Aber das war nur die Spitze des Eisbergs. Seine Anrufe waren über sechs Monate hinweg analysiert, seine Steuern untersucht und seine Bankkonten durchforstet worden. Die Ermittler schauten sich sogar die Aufzeichnungen einer Fluggesellschaft an, ob er oder seine Familie in den letzten drei Jahren geflogen waren.
Warum wird so viel Aufwand nach der Farb-Aktion betrieben? Joel sucht immer noch nach einer Antwort. «Das war keine einfache Untersuchung, das war eine komplette Durchleuchtung meines ganzen Lebens. Sie versuchten herausfinden, wohin ich ging, mit wem ich ein Bier trank, den Namen und die Preise meines Zahnarztes.»
Nachhaltige psychologische Auswirkungen
«Ich habe erst nach zwei Jahren herausgefunden, dass ich überwacht wurde. Woher soll ich wissen, dass das heute noch nicht der Fall ist?
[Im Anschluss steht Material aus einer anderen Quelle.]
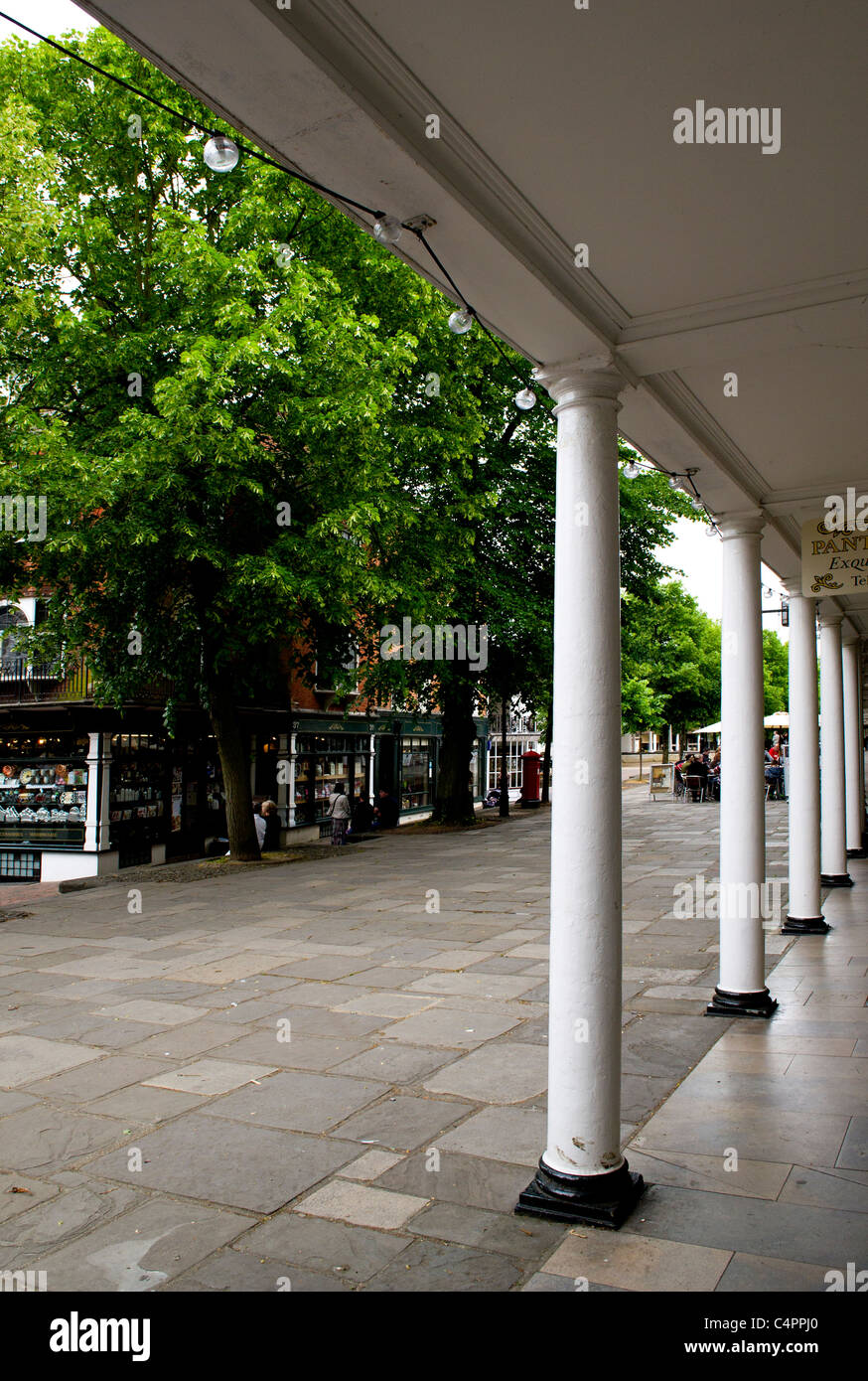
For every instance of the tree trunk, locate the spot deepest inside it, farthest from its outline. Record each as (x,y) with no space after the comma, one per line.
(546,753)
(234,762)
(504,800)
(454,804)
Vielleicht weiss ich es erst in zwei Jahren...», so der Student.
Das Erlebte machte etwas mit dem jungen Mann. Joel überdenkt seitdem seine Gewohnheiten. «Heute zahle ich bar, wenn ich kann, und vermeide es, mein Handy mitzunehmen. Nicht aus Paranoia, sondern als Vorsichtsmassnahme.»
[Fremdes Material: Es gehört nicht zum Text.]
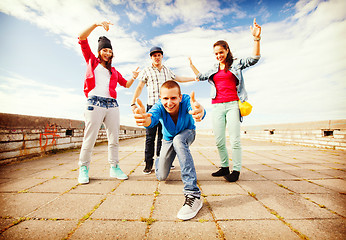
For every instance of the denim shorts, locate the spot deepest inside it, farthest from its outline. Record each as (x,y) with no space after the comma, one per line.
(103,102)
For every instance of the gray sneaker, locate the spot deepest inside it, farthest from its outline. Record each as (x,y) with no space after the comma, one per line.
(190,208)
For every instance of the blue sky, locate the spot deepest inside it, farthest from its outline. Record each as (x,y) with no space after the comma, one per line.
(300,76)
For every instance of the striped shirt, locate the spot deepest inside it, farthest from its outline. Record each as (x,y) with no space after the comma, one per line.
(153,78)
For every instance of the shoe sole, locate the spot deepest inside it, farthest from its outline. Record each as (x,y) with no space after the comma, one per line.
(192,215)
(81,182)
(147,173)
(119,178)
Familien werden mit hineingezogen
Die Angelegenheit betrifft nicht nur Joel. Er weiss jetzt, dass Angehörige und Freunde in die Kartei aufgenommen wurden.
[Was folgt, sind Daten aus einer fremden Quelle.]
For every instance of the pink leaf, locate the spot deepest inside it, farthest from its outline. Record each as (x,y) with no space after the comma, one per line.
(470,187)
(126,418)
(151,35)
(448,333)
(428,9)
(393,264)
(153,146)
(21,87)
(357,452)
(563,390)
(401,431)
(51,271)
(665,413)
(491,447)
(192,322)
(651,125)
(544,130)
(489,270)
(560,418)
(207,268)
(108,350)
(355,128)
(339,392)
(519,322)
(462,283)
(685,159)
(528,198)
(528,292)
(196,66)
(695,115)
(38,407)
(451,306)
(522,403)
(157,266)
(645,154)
«Es war nicht nur ich, der ausspioniert wurde», so der Sprecher von XR. Die Behörden hätten Informationen über seine Freunde, Mitbewohner und sogar über Leute gesammelt, die mit der Farbaktion nichts zu tun hatten. «Darunter auch Leute, die ich nicht kenne und die vor mir in meiner Studenten-WG gelebt haben.»
Nach der über ihn angelegten Akte sagt Joël, dass er nicht mehr so aktiv sein könne wie früher. «Ich werde es mir nicht mehr leisten können, einfach so an militanten Aktivitäten teilzunehmen. Das würde bedeuten, andere in Gefahr zu bringen. Es ist jetzt zu einfach für die Polizei oder einen Staatsanwalt, mich zu identifizieren, meine Verwandten zu identifizieren.» Es gehe nicht nur darum, eine Aktion zu bestrafen, sondern den Aktivisten Angst zu machen, um sie von weiteren Aktionen abzuhalten, vermutet der Student.
Er will rebellisch bleiben
Was den jungen Mann am meisten erschreckt, ist die Tatsache, dass niemand diese Überwachung gebremst hat. «Nicht nur der Staatsanwalt hat diese Anträge gestellt, sondern das ganze System hat sie bestätigt, ohne Fragen zu stellen.»
In der Tat wurde in diesem Fall alles akzeptiert: die Datensammlung, die DNA-Analyse, obwohl Joël und eine Mitangeklagte verhaftet worden waren, sogar Anfragen in den USA, die internationale Rechtshilfeersuchen erforderten.
«Ich dachte naiv, dass wir nicht so viel Geld und Energie aufwenden würden, um einen Aktivisten zu überwachen, der ‹kleine lokale Dinge› tut. Aber offensichtlich habe ich mich geirrt», sagt Joël.